Having kids with a trauma and neglect background requires some really heavy lifting on a daily basis. The kids carry the weight of their long, sad, horrific, histories around and as a foster or adoptive parent your job is to lift that burden from their shoulders and put it squarely on yours. The children test and push make sure you will stick around.  And it is exhausting at times to try and teach them the things they should have learned from the start.

They don't know touch is supposed to be comforting and loving. They didn't learn that parents will take care of them. They didn't learn to use words and reasoning to solve problems. They aren't confident food will always be available. Children with this background need you to start over and parent them as if they are infants and toddlers in the bodies of school aged kids. 

Smiley and I are currently walking this path. She's trying to push me away because she is starting to attach appropriately and that is terrifying for her. This week she will have lived with me a year. And I have to show up every day no matter how tired I am because if I don't, she can't heal and we won't be able to move past this stage.

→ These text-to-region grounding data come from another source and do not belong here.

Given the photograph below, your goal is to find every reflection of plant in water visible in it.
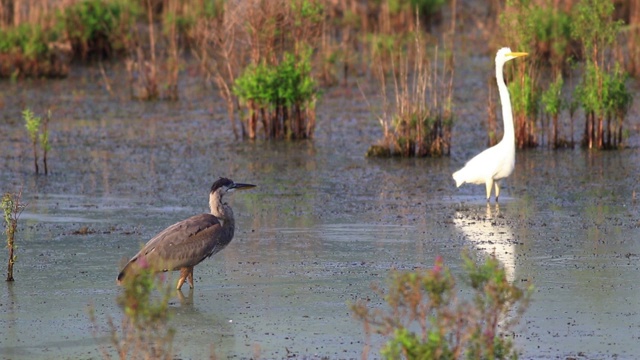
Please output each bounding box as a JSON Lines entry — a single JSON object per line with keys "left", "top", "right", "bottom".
{"left": 2, "top": 190, "right": 26, "bottom": 282}
{"left": 89, "top": 267, "right": 175, "bottom": 360}
{"left": 352, "top": 253, "right": 531, "bottom": 359}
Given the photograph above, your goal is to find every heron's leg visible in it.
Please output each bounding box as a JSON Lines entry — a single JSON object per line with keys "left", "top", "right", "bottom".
{"left": 494, "top": 181, "right": 501, "bottom": 202}
{"left": 485, "top": 180, "right": 494, "bottom": 202}
{"left": 186, "top": 266, "right": 194, "bottom": 288}
{"left": 177, "top": 267, "right": 190, "bottom": 290}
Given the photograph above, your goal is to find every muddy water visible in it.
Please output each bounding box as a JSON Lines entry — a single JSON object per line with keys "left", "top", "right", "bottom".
{"left": 1, "top": 60, "right": 640, "bottom": 360}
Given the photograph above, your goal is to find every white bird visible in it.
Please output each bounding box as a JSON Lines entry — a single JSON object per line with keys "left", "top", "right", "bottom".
{"left": 453, "top": 48, "right": 528, "bottom": 202}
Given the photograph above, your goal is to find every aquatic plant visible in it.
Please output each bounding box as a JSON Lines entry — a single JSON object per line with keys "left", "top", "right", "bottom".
{"left": 501, "top": 0, "right": 574, "bottom": 74}
{"left": 23, "top": 108, "right": 41, "bottom": 175}
{"left": 2, "top": 190, "right": 26, "bottom": 282}
{"left": 23, "top": 108, "right": 52, "bottom": 175}
{"left": 508, "top": 69, "right": 539, "bottom": 149}
{"left": 56, "top": 0, "right": 130, "bottom": 61}
{"left": 234, "top": 49, "right": 317, "bottom": 140}
{"left": 540, "top": 73, "right": 571, "bottom": 148}
{"left": 89, "top": 266, "right": 175, "bottom": 359}
{"left": 366, "top": 13, "right": 453, "bottom": 158}
{"left": 575, "top": 62, "right": 632, "bottom": 149}
{"left": 352, "top": 253, "right": 531, "bottom": 359}
{"left": 194, "top": 0, "right": 323, "bottom": 139}
{"left": 571, "top": 0, "right": 629, "bottom": 149}
{"left": 116, "top": 0, "right": 185, "bottom": 100}
{"left": 40, "top": 110, "right": 52, "bottom": 175}
{"left": 0, "top": 23, "right": 69, "bottom": 78}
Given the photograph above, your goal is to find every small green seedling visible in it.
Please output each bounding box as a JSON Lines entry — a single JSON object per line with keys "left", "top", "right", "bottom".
{"left": 23, "top": 108, "right": 41, "bottom": 174}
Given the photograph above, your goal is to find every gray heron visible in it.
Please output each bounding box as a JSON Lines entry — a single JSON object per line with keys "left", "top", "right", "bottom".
{"left": 117, "top": 177, "right": 256, "bottom": 290}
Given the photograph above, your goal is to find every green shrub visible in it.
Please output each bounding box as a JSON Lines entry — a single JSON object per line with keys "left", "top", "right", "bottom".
{"left": 502, "top": 0, "right": 573, "bottom": 72}
{"left": 234, "top": 48, "right": 317, "bottom": 139}
{"left": 508, "top": 71, "right": 539, "bottom": 148}
{"left": 57, "top": 0, "right": 133, "bottom": 60}
{"left": 571, "top": 0, "right": 629, "bottom": 149}
{"left": 0, "top": 24, "right": 54, "bottom": 60}
{"left": 541, "top": 73, "right": 569, "bottom": 148}
{"left": 353, "top": 253, "right": 531, "bottom": 359}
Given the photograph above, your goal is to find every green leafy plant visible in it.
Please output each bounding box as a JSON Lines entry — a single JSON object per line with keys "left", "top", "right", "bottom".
{"left": 571, "top": 0, "right": 628, "bottom": 149}
{"left": 2, "top": 190, "right": 26, "bottom": 282}
{"left": 508, "top": 70, "right": 539, "bottom": 149}
{"left": 0, "top": 23, "right": 67, "bottom": 78}
{"left": 57, "top": 0, "right": 131, "bottom": 60}
{"left": 90, "top": 266, "right": 175, "bottom": 359}
{"left": 501, "top": 0, "right": 574, "bottom": 74}
{"left": 540, "top": 73, "right": 569, "bottom": 148}
{"left": 234, "top": 48, "right": 317, "bottom": 139}
{"left": 352, "top": 253, "right": 531, "bottom": 359}
{"left": 23, "top": 108, "right": 42, "bottom": 175}
{"left": 23, "top": 108, "right": 52, "bottom": 175}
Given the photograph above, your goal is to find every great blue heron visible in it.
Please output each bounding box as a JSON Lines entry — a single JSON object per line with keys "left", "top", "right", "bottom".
{"left": 452, "top": 48, "right": 528, "bottom": 202}
{"left": 117, "top": 177, "right": 256, "bottom": 290}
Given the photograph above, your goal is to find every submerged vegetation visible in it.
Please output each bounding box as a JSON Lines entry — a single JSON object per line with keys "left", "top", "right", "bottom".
{"left": 352, "top": 253, "right": 531, "bottom": 359}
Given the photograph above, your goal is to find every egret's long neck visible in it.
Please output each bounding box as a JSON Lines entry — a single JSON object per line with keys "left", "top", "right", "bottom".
{"left": 496, "top": 61, "right": 515, "bottom": 146}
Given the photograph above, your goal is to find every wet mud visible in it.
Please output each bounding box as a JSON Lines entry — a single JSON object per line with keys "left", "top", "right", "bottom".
{"left": 1, "top": 58, "right": 640, "bottom": 359}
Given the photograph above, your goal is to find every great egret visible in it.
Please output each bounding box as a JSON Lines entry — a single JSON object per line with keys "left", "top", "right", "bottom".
{"left": 117, "top": 178, "right": 256, "bottom": 290}
{"left": 452, "top": 48, "right": 528, "bottom": 202}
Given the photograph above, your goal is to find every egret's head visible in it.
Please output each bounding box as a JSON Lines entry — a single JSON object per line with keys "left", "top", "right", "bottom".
{"left": 496, "top": 47, "right": 528, "bottom": 64}
{"left": 210, "top": 177, "right": 256, "bottom": 197}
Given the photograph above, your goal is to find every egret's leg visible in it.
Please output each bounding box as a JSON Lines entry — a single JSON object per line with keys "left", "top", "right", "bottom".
{"left": 494, "top": 181, "right": 501, "bottom": 202}
{"left": 485, "top": 180, "right": 494, "bottom": 202}
{"left": 177, "top": 267, "right": 190, "bottom": 290}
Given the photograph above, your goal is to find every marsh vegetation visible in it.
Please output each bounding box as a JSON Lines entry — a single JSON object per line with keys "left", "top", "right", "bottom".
{"left": 1, "top": 0, "right": 640, "bottom": 359}
{"left": 0, "top": 0, "right": 635, "bottom": 149}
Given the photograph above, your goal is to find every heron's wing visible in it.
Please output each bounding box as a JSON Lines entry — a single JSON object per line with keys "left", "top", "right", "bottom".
{"left": 129, "top": 213, "right": 222, "bottom": 271}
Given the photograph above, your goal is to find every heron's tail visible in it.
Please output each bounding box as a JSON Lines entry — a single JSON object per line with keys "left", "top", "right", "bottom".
{"left": 116, "top": 258, "right": 136, "bottom": 285}
{"left": 116, "top": 268, "right": 127, "bottom": 285}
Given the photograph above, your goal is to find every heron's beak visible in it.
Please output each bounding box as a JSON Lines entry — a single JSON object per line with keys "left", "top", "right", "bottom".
{"left": 231, "top": 182, "right": 256, "bottom": 191}
{"left": 507, "top": 51, "right": 528, "bottom": 58}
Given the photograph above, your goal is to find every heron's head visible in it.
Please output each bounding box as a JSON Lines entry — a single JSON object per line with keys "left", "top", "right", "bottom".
{"left": 496, "top": 47, "right": 528, "bottom": 65}
{"left": 210, "top": 177, "right": 257, "bottom": 197}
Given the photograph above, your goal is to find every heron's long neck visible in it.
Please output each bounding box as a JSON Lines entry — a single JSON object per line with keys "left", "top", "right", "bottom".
{"left": 209, "top": 193, "right": 236, "bottom": 243}
{"left": 496, "top": 62, "right": 515, "bottom": 146}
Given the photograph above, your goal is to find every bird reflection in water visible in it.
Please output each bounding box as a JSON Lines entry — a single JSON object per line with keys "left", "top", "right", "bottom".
{"left": 453, "top": 203, "right": 515, "bottom": 282}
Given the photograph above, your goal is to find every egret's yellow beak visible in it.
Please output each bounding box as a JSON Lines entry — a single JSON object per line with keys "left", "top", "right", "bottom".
{"left": 507, "top": 52, "right": 528, "bottom": 58}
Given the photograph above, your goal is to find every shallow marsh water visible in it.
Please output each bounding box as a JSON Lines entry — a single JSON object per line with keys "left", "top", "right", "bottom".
{"left": 1, "top": 58, "right": 640, "bottom": 360}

She is still refusing to complete simple tasks that she can do just fine when just Hubby is home. Yesterday she cried from the moment I woke her up until the moment she left for the bus. She couldn't find clothes or socks. She couldn't find toothpaste. She didn't have her snack. When it was bedtime she couldn't get her pajamas on. And then we needed the pillow spray, music on, light on, she was thirsty.  It was a different version of "stay Busy with me". There were tears and she just shuts down and refuses to engage. She won't do what you ask. She can't answer your questions and she cries harder and harder. These meltdowns can go in for over 45 minutes.

And I feel helpless. I'm her Mom. I'm supposed to be able to soothe my child. To help her. But she didn't learn that so I have to teach her. We have to stick with it. I know we are chipping away at the wall. She wanted no part of a stroll through our new town with special hot chocolate and Christmas Lights. But she was able to say, "I don't like this. I am hungry." Big step forward.

This morning I woke her up and I tickled her like she was an infant. It was a great morning. She got dressed and out the door with no issues. Yoi win some, you lose some.